* FAILED: patch "[PATCH] dax: fix data corruption when fault races with write" failed to apply to 4.11-stable tree
@ 2017-05-18 7:26 gregkh
2017-05-18 23:14 ` Ross Zwisler
0 siblings, 1 reply; 3+ messages in thread
From: gregkh @ 2017-05-18 7:26 UTC (permalink / raw)
To: jack, akpm, dan.j.williams, ross.zwisler, stable, torvalds; +Cc: stable
The patch below does not apply to the 4.11-stable tree.

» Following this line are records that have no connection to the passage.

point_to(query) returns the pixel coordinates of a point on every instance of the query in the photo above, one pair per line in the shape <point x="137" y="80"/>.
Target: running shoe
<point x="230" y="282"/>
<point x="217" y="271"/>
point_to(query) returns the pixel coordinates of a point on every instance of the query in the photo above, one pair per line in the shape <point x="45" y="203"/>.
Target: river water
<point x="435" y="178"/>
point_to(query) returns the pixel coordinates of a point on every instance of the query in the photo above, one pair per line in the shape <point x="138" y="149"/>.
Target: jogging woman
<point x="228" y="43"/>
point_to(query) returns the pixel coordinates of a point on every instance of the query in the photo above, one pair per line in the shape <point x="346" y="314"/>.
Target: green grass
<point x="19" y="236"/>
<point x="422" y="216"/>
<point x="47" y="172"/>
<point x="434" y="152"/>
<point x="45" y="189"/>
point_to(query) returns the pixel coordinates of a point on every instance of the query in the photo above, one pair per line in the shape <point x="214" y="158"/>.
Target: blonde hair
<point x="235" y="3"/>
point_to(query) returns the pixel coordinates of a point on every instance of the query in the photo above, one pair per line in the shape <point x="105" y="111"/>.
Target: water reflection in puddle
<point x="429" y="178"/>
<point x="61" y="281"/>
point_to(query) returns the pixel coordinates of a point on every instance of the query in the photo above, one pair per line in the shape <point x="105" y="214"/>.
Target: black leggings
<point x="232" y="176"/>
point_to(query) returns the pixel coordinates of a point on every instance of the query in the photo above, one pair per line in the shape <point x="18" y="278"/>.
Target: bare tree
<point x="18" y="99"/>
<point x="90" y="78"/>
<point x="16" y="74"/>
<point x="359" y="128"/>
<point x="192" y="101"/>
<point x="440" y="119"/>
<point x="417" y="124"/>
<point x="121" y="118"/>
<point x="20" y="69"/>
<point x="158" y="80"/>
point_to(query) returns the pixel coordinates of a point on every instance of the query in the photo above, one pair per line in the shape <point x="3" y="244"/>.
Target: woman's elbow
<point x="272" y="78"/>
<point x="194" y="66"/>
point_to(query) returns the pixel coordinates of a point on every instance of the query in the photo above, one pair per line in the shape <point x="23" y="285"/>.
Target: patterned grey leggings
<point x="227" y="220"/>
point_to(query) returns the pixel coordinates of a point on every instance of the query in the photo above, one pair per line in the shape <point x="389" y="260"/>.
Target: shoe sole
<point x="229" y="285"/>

If someone wants it applied there, or to any other stable or longterm
tree, then please email the backport, including the original git commit
id to <stable@vger.kernel.org>.
thanks,
greg k-h
------------------ original commit in Linus's tree ------------------
>From 13e451fdc1af05568ea379d71c02a126295d2244 Mon Sep 17 00:00:00 2001
From: Jan Kara <jack@suse.cz>
Date: Fri, 12 May 2017 15:46:57 -0700
Subject: [PATCH] dax: fix data corruption when fault races with write
Currently DAX read fault can race with write(2) in the following way:
CPU1 - write(2) CPU2 - read fault
dax_iomap_pte_fault()
->iomap_begin() - sees hole
dax_iomap_rw()
iomap_apply()
->iomap_begin - allocates blocks
dax_iomap_actor()
invalidate_inode_pages2_range()
- there's nothing to invalidate
grab_mapping_entry()
- we add zero page in the radix tree
and map it to page tables
The result is that hole page is mapped into page tables (and thus zeros
are seen in mmap) while file has data written in that place.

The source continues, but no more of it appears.